Folly vs. Virtue  This folly inheres in January’s lack of virtue. Lacking virtue himself, he is unable to recognize its deficit in others.  Note that the queen of the fairies gives a bold answer to May, but is not responsible for January’s credulity.  Like the wife of Bath’s first 3 “good” husbands, January is easily manipulated and scolded into submission.

The Franklin’s Tale  The Franklin is a wonderful character: this- worldly, no saint, but good and wise, an ideal landowner and citizen.  The story is marvelous: poignant, plausible in characterization. Depicts an ideal marriage, characterized by mutual sovereignty.

Dorigen & Arveragus  Arveragus vows never to exercise his authority against Dorigen’s will.  He will preserve his authority only in name, for the sake of his honor.  A synthesis of the dynamics of courtly love with the form of marriage.
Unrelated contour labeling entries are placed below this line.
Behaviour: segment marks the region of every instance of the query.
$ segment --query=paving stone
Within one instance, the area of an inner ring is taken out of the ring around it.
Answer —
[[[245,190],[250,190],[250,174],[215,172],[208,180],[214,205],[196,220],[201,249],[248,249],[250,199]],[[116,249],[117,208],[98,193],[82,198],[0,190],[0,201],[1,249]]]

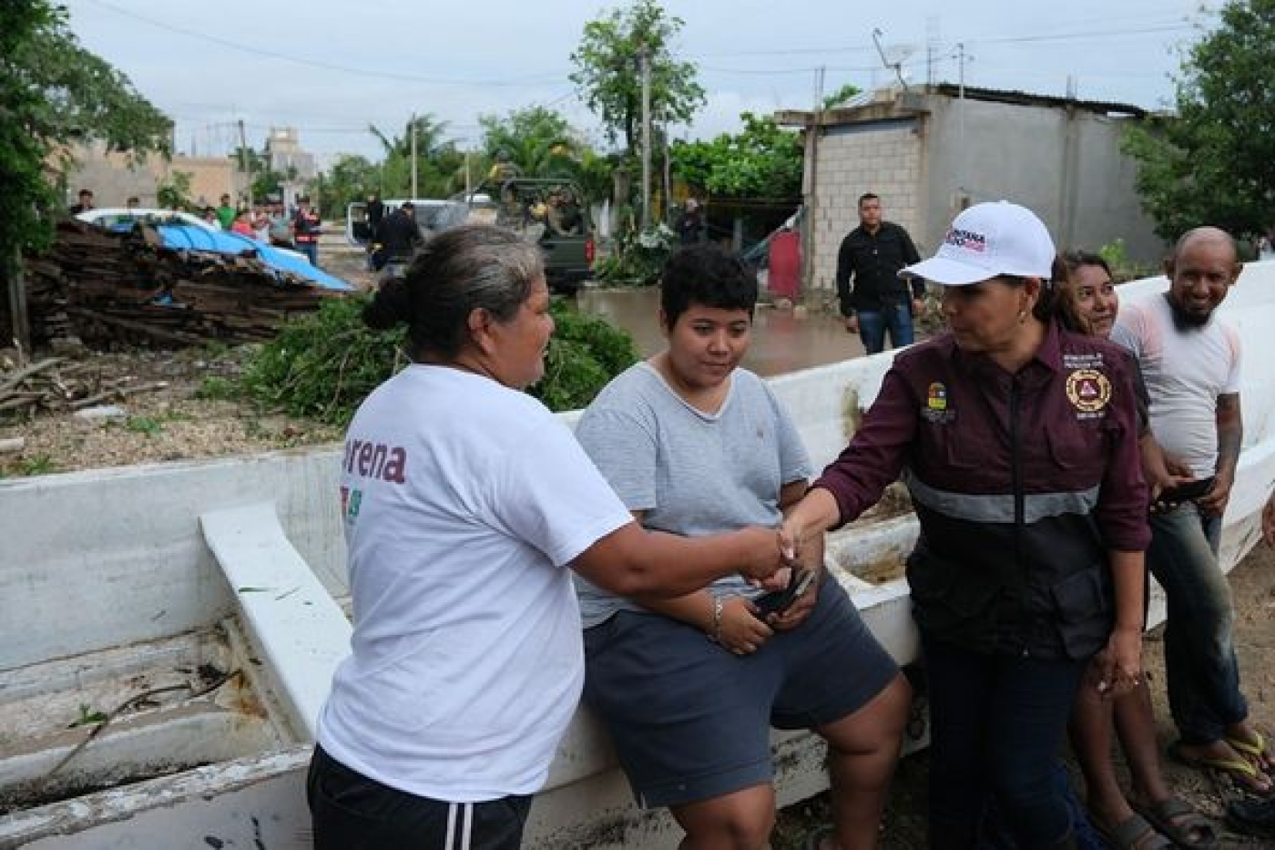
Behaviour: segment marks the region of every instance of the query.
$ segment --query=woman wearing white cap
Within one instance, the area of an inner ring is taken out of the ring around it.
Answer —
[[[1053,241],[1029,209],[977,204],[903,269],[942,285],[949,331],[900,352],[863,425],[784,532],[793,546],[895,479],[932,708],[929,846],[974,847],[992,795],[1021,847],[1074,847],[1053,754],[1089,659],[1141,678],[1146,485],[1133,362],[1056,320]]]

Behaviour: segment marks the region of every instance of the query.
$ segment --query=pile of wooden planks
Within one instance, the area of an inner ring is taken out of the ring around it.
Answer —
[[[268,339],[333,296],[250,254],[170,249],[147,227],[111,234],[78,221],[26,260],[26,283],[36,346],[99,350]]]
[[[36,411],[83,410],[167,385],[111,375],[92,360],[45,357],[18,365],[5,357],[0,359],[0,420]]]

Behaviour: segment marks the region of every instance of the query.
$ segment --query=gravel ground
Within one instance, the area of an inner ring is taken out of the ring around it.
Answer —
[[[1266,734],[1275,733],[1275,550],[1258,544],[1230,574],[1237,605],[1235,652],[1243,689],[1248,697],[1251,719]],[[1219,828],[1224,802],[1237,791],[1229,781],[1210,773],[1184,767],[1163,753],[1176,739],[1169,720],[1168,697],[1164,690],[1163,627],[1148,634],[1144,645],[1145,667],[1153,678],[1151,693],[1155,702],[1156,733],[1160,742],[1164,775],[1173,790],[1187,799],[1196,810],[1218,818]],[[1075,775],[1075,764],[1071,764]],[[882,850],[919,850],[926,846],[926,768],[924,752],[903,759],[895,775],[890,804],[882,827]],[[1122,776],[1123,763],[1117,758]],[[1077,782],[1077,787],[1080,784]],[[1126,784],[1127,787],[1127,784]],[[789,807],[780,813],[775,850],[802,850],[805,836],[820,823],[830,823],[827,795]],[[1218,844],[1228,847],[1275,847],[1270,839],[1252,839],[1227,832]]]

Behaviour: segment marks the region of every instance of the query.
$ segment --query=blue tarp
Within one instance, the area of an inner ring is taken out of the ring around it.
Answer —
[[[217,251],[219,254],[242,254],[252,251],[263,263],[278,272],[291,272],[315,286],[325,290],[352,292],[353,286],[316,265],[305,257],[280,250],[255,239],[229,234],[222,230],[205,230],[185,225],[159,225],[156,230],[163,237],[164,248],[189,249],[196,251]]]

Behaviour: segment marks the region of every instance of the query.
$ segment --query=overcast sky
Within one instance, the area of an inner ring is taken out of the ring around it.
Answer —
[[[598,0],[61,0],[83,45],[129,75],[176,120],[181,152],[222,153],[244,120],[260,148],[272,125],[306,149],[379,156],[375,124],[402,133],[413,111],[478,143],[478,116],[550,106],[606,139],[567,75]],[[810,108],[824,91],[894,79],[873,29],[905,78],[1118,101],[1173,101],[1182,51],[1215,15],[1200,0],[666,0],[685,20],[680,57],[699,65],[708,105],[674,138],[740,126],[741,111]],[[1216,0],[1206,4],[1216,8]],[[932,61],[931,59],[932,57]]]

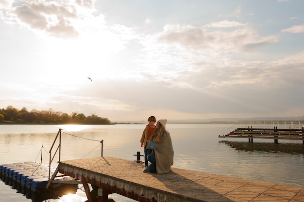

Similarities to Aristotle  The wife rightly exercises authority over all matters internal to the household. Only a foolish, tyrannical husband would seek to interfere with his wife’s legitimate authority, rooted in her natural aptitudes.  The husband’s role: generating income, managing the external relations of the household, including civic politics.

The Point of the Tale  “Lovers must be ready to obey one another, if they would long keep company.”  Ideally, we look for “lordship set in servitude.” This reflects Christ’s teaching that the greatest Christian is the servant of others.  Patience is the “conquering virtue”. True power is rooted in self-mastery.  The role of “nobleness” (code of honor) as a source of virtue.